Revision history for this message
Dan Streetman (ddstreet) wrote : xenial systemd fails to start if cgroup2 is mounted

[impact]

now that jammy has moved to using unified cgroup2, containers started on jammy must also use unified cgroup2 (since the cgroup subsystems can only be mounted as v1 or v2 throughout the entire system, including inside containers).

However, the systemd in xenial does not include support for cgroup2, and doesn't recognize its magic (added in upstream commit 099619957a0), so it fails to start completely.

[test case]

create a jammy system, that has unified cgroup2 mounted.
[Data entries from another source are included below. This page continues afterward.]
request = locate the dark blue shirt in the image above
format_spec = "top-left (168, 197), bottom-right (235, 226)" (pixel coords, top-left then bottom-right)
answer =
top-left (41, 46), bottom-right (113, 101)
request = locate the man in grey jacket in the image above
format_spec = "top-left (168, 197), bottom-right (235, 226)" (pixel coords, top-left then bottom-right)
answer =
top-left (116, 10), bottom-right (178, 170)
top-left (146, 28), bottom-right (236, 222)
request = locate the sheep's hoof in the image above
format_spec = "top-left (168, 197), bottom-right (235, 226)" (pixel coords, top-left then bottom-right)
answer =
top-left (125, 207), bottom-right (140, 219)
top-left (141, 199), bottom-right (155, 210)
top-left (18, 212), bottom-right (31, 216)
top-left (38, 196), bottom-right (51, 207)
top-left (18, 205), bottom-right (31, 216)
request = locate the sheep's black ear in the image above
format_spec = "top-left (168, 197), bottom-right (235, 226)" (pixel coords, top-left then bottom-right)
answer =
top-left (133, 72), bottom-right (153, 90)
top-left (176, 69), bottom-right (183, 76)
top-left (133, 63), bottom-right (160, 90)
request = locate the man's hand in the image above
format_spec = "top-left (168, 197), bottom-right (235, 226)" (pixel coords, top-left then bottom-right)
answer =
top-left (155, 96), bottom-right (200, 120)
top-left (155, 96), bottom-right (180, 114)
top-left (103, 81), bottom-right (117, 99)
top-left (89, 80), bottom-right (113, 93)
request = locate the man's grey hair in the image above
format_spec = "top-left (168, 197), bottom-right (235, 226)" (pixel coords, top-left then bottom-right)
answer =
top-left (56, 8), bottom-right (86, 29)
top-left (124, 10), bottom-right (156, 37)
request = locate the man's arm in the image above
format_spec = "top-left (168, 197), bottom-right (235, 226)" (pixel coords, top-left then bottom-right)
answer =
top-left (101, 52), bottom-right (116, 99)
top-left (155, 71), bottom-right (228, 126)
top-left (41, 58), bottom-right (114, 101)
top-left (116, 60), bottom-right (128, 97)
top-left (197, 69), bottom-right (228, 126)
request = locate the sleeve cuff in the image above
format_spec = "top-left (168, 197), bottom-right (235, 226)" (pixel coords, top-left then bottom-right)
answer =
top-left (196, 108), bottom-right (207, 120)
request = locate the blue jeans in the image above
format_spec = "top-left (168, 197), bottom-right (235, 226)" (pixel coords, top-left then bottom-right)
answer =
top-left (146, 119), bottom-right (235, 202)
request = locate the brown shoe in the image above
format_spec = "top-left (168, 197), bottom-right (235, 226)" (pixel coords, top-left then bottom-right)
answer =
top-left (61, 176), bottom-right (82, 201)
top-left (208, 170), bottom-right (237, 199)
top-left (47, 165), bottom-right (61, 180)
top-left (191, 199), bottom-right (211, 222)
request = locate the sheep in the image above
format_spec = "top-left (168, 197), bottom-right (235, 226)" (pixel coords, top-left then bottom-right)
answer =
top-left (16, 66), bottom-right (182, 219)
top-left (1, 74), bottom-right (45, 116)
Then:

$ lxc launch ubuntu:xenial test-x
...
$ lxc shell test-x

(inside xenial container):
$ mv /sbin/init /sbin/init.old
$ cat > /sbin/init <<EOF
#!/bin/bash
sleep 2
exec /lib/systemd/systemd --log-level=debug --log-target=console
EOF
$ chmod 755 /sbin/init
$ exit

(back in jammy host system):
$ lxc stop test-x -f
$ lxc start --console test-x
To detach from the console, press: <ctrl>+a q
Failed to mount cgroup at /sys/fs/cgroup/systemd: Operation not permitted
[!!!!!!] Failed to mount API filesystems, freezing.
Freezing execution.

[regression potential]

any regression would likely break xenial containers from starting at all, or cause cgroup-related problems with systemd starting and/or managing services.

[scope]

this is needed only for xenial. However, as xenial is out of standard support, this would need to be an exception.

this is fixed upstream with commit 099619957a0 (and possibly others - needs closer investigation and testing) which is first included in v230, so this is fixed already in f and later.

this is not needed - by default - for trusty because upstart is used there; however, I think it's possible to change trusty over to use systemd instead of upstart. But since trusty is out of standard support, and it doesn't fail by default, it doesn't seem like it should be fixed.

[other info]

An alternative appears to be to change the host system back to using the 'hybrid' cgroup, however that obviously is awful and would remove the benefits of cgroup v2 from the host system, and force all containers on the host system to also use the 'hybrid' cgroup.